Nevada                                                           13-3432594
(State or other jurisdiction of                            (I.R.S. Employer
 incorporation or organization)                         Identification No.)

11300 W. Olympic, Los Angeles, California                             90064
(Address of principal executive offices)                         (Zip Code)

                              (562) 425-2376
             (Issuer's telephone number, including area code)

                                    N/A
           (Former name, former address and former fiscal year,
                       if changed since last report)


<PAGE>

Item 1.  Changes in Control of Registrant


     The board of directors of registrant has been presented with a
proposed share exchange between majority shareholders of DataPower USA,
Inc., a provider of video over normal telephone lines and the internet, and
the registrant, which, if approved, would result in these shareholders
receiving approximately 60% of the then-to-be-issued and outstanding stock
of registrant, in exchange for a controlling interest in DataPower USA to
be held by registrant.  DataPower has an exclusive license granted by World
Wide Video, Inc. to manufacture, sell and distribute World Wide's
technology and products in Canada, Australia, New Zealand, South Africa and
on US military bases.  The primary product line is based on custom ultra-
high speed hardware utilizing the H.324 Codec (video signal and encode and
decode) and compression technology.  The H.324 standard permits video,
voice and data to be shared simultaneously over high-speed modem
connections.  It is the first standard to specify inter-operability over a
single analog phone line.  DataPower's products operate over traditional
business and residential copper wire telephone systems commonly referred to
as Plain Old Telephone Systems (POTS).  POTS represent approximately 87% of
the world's present telephone installed base, hooking together an estimated
650,000,000 telephones.  The products licensed from World Wide Video
deliver high speed television signals over normal telephone lines. 
DataPower's technology compresses and decompresses video and data signals
faster than any of the current competitors, providing clearer pictures at
faster frame rates per second.

     Conclusion of the transaction is dependent upon certain conditions
being met by DataPower with respect to financial obligations at the time of
the share exchange, and approval by the registrant's board of directors. 
Completion of the requisite conditions and board approval are not
anticipated for at least 15 days.


Item 2.  Acquisition or Disposition of Assets.

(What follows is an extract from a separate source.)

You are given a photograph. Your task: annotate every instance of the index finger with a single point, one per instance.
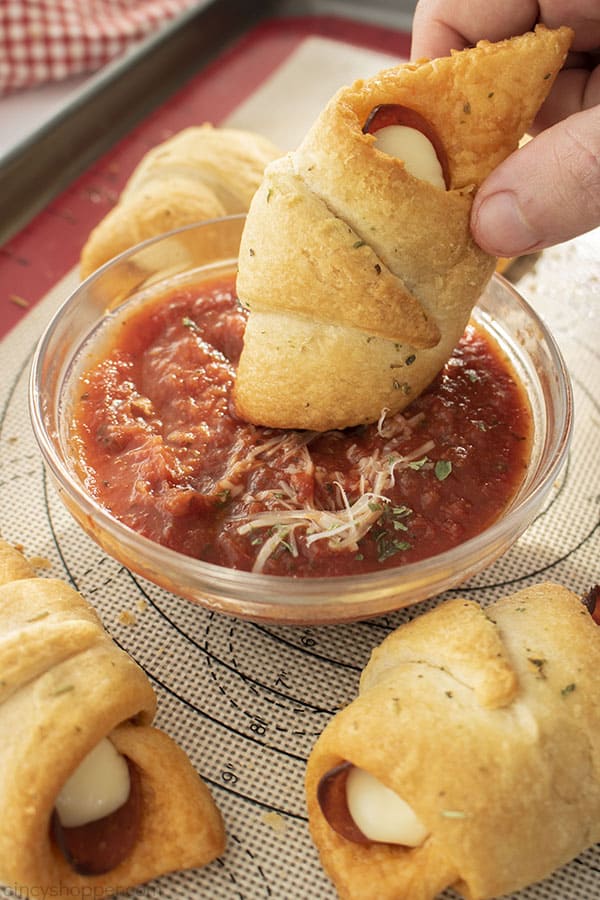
(443, 25)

     If the proposed exchange agreement is approved and the conditions are
met, then the transaction should be completed prior to February 28, 1999. 
None of the officers, directors or affiliates of the registrant have any
interest in DataPower.  The shares of DataPower to be acquired will be
acquired from Brian Harris and Phil Wong, neither of whom have any prior
relationship to any of the officers, directors or affiliates of registrant. 
The registrant will be issuing approximately 3,680,000 shares of its common
stock to acquire the shares of DataPower from Harris and Wong.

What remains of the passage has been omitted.